Most big corporations are multinationals. That means they have no allegiance to the US or to American jobs. They will create jobs wherever it's profitable to do so. Right now a lot of American corporations are American in name only; they do most of their business - both in terms of producing and in terms of selling - overseas. So why not change the law to discourage imports that could be produced in the US and give favorable treatment to companies that create jobs in the US. Obviously, the US cannot just be a consumer market for products produced abroad. Stuff must be produced here in order that workers can earn enough money to consume the products they need. The US cannot be just a consumer market for multinational companies.

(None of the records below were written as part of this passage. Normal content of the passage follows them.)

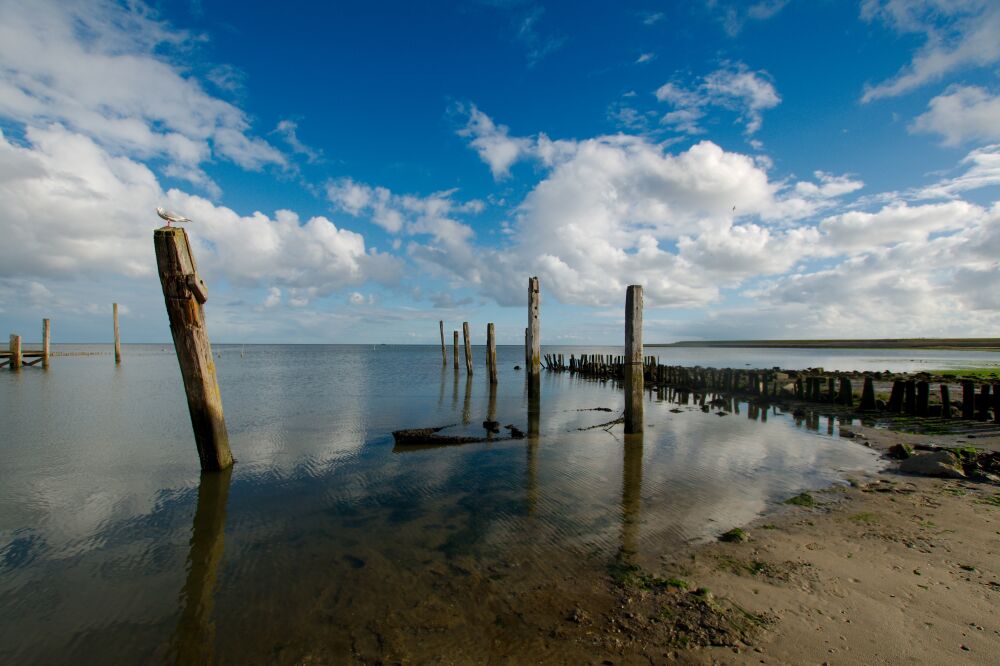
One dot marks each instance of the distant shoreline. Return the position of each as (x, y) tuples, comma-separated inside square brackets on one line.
[(978, 344)]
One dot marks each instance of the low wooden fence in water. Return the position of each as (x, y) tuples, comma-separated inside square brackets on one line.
[(907, 394)]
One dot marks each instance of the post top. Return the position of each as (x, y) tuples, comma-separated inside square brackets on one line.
[(168, 231)]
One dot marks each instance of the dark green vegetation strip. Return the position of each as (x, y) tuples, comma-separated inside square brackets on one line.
[(992, 344)]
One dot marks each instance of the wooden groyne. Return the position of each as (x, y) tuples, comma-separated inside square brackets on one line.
[(910, 394), (14, 356)]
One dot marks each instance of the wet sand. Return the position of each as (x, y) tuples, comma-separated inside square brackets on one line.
[(893, 569)]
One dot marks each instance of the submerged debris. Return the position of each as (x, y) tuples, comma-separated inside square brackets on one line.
[(429, 436)]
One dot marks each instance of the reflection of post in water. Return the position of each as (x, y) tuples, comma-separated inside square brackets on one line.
[(631, 495), (194, 638), (534, 385), (444, 369), (467, 405), (491, 409), (534, 403)]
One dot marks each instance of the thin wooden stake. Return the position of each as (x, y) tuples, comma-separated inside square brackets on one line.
[(118, 339), (468, 347), (633, 360), (491, 352), (184, 295), (46, 331), (444, 354), (15, 352)]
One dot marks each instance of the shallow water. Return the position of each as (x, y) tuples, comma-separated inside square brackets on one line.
[(326, 541)]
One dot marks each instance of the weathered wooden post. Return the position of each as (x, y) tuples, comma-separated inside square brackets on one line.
[(846, 392), (444, 354), (910, 401), (184, 294), (46, 330), (491, 352), (896, 396), (868, 396), (968, 399), (15, 352), (468, 347), (633, 359), (118, 339), (923, 398), (984, 402), (534, 330)]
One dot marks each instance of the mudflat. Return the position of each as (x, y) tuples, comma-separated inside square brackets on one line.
[(892, 569)]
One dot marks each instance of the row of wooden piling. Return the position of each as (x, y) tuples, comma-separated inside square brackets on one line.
[(908, 396), (491, 350), (15, 355)]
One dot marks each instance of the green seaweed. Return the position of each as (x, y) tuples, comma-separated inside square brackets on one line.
[(802, 499)]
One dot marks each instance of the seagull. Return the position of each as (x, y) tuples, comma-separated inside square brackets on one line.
[(171, 216)]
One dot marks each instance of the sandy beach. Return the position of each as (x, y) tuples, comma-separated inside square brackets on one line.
[(894, 568)]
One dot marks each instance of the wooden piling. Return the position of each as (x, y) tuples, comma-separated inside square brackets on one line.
[(868, 396), (184, 294), (633, 360), (118, 339), (15, 352), (468, 347), (896, 396), (923, 398), (910, 402), (444, 354), (846, 392), (534, 340), (491, 352), (46, 331), (968, 399)]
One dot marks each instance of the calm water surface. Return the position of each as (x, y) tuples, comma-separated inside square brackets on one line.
[(327, 543)]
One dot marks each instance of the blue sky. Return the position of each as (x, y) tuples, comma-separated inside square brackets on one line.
[(356, 172)]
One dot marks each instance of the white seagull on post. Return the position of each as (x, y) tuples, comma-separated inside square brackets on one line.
[(171, 216)]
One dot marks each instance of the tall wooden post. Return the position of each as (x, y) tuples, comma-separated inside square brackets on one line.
[(868, 396), (185, 294), (468, 347), (46, 331), (534, 342), (15, 352), (491, 352), (118, 339), (633, 359), (444, 354), (968, 399)]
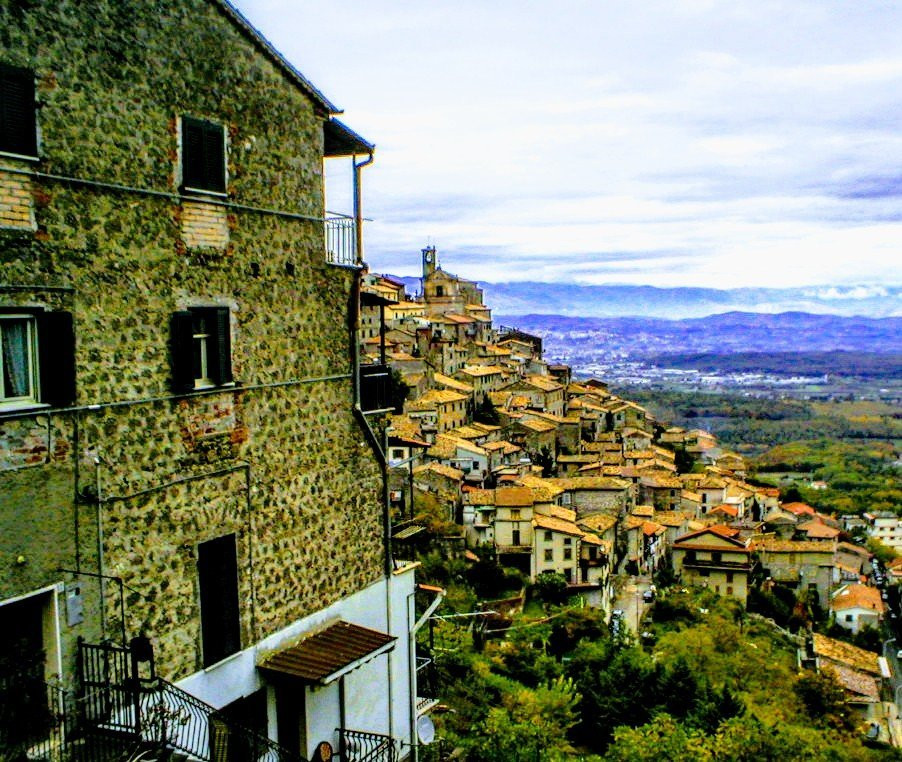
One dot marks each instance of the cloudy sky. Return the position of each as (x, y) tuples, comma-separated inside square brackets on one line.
[(688, 142)]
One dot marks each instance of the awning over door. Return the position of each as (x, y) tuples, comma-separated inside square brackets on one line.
[(327, 655)]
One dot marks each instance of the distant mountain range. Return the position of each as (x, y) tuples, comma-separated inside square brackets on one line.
[(522, 298), (728, 333)]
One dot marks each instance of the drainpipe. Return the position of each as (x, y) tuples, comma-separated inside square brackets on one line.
[(358, 205), (379, 448), (100, 559)]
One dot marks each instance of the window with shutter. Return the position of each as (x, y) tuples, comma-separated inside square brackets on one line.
[(203, 155), (37, 359), (18, 126), (220, 623), (201, 348)]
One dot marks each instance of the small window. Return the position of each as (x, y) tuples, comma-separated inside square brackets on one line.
[(18, 126), (217, 571), (201, 348), (37, 359), (203, 155)]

So how are more jobs in the US to be created? 1) Discouraging imports and encouraging production within the US. 2) Massive government involvement in infrastructure repair and creation. #2 would require government expenditures that would increase debt only if the money is borrowed. However, raising taxes can not only be a solution to solving the debt problem, but it can also be a partial solution to solving the jobs problem without increasing the debt. So why isn't it being proposed by the Democrats? Partly, it's because right wing media has labeled Obama a socialist already for his puny American Recovery and Reinvestment Act which was mainly another tax cut. All this tax cut did was add to the debt. The puny amount that was directed towards saving and creating jobs was not big enough to have a major effect on the unemployment rate although it did some good. What is needed is a massive infrastructure investment program and revenue enhancement in the form of tax increases on those who can afford to pay to fund it.

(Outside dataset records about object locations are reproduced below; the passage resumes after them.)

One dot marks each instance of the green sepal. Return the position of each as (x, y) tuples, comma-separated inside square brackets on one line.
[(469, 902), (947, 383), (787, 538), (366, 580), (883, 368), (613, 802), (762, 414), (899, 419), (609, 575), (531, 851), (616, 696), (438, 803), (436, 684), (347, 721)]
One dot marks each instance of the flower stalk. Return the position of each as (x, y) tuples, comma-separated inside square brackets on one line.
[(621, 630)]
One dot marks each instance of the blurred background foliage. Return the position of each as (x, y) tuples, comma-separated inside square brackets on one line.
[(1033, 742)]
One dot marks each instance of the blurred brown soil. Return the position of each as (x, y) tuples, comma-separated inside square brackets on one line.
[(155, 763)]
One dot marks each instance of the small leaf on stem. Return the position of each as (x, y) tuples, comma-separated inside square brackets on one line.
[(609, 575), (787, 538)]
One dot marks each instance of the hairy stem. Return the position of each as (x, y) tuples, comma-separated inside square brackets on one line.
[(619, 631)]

So there you have it: problem solved, debt stabilized, jobs created. And the way it's solved is to raise taxes on those possessing all the money that's sloshing around in the casino economy and going back to a tax structure similar to what was in effect under Eisenhauer (when the top marginal tax rate was 91%) and Nixon (when the top marginal tax rate was 70%). Not only are the Bush tax cuts ruining the financial solvency of the US government but the Reagan tax cuts are adding to the ruin. But Democrats can hardly run on raising taxes even though they are gaining some traction with the idea of raising taxes on the wealthy but not on the middle class. They need to keep repeating this theme so that the American middle class will deconflate raising taxes with raising taxes on everyone.